Harold is a genuine hero, a modern man who was born in April of 1900. He married and shared his life with his wife for seventy-six years, they had two children now in their eighties. When Harold got to be seventy-one he decided to take up golf and that very first year he shot a remarkable hole in one. Since then Harold's total of hole-in-ones has reached six, that last one coming just last week at his home course in Florida where he normally plays eighteen holes a day.

Harold wowed the media when they heard about his latest hole and one and video of his golf swing is as slick and smooth as Tiger Woods. That is a valid driver license Jay Leno is holding at the top of the page and indeed this 101 year old man drives his car day and night. He claims it isn't hard you just keep it between the lines.
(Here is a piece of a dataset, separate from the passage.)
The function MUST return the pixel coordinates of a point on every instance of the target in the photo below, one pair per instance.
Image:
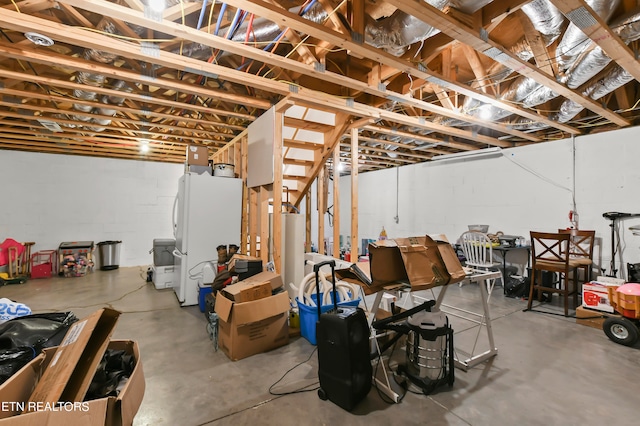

Thanks to Jay Leno and NBC we got to listen to this man in a remarkable interview last night on the Tonight Show from which I borrowed these pictures so that you might appreciate one of the most important guys to come along in a long time.
 

Not only is Harold a man of the past and present but it looks like we can expect him to be the man of the future. The life expectancy data is suggesting that we are living in an age where living to and past a hundred years old is no longer a fluke but is becoming more and more common. Good food, the decline of widespread epidemics and better treatment for minor ailments could be making the difference.

Perhaps the most important thing about Harold and others like him is the quality of life. Living to be very old has not always been considered such a good thing because for so many people they live on but their lives are ravaged with illness, immobility and care homes. The startling occurance of many people living active healthy lives is becoming more and more common. We can see this in our own communities and when you look at the lives of the seniors
 

of today it is important to see that they are doing the same sorts of things everyone else is doing.

Jay Leno asked Harold about "Viagra" and Harold said: "I don't need it."

When you consider this example of a full life we have to come to terms with what this phenomena will do to society. How will we adapt to large numbers of people living on happily long past their earning years, and will we see the age of retirement move hirer so that society can make use of the wisedom and knowledge of people like Harold? To really think this issue through realise the impact of we the baby boomer generation will have on the economy as we retire and what will our spending habits and savings do to the economic conditions of our world? These effects have already kicked in and few economist have realised the impact that will result from this change in the age of society as a whole.

As for each of us on an individual basis we have to change the way we think about our lives, what we can expect to do, the skills we need and the benefits of being able to look back clearly on a longer life. We each much re-evaluate the way we think about old age. Harold is important, we can not all be like him, but more of us then ever before will have better and longer lives.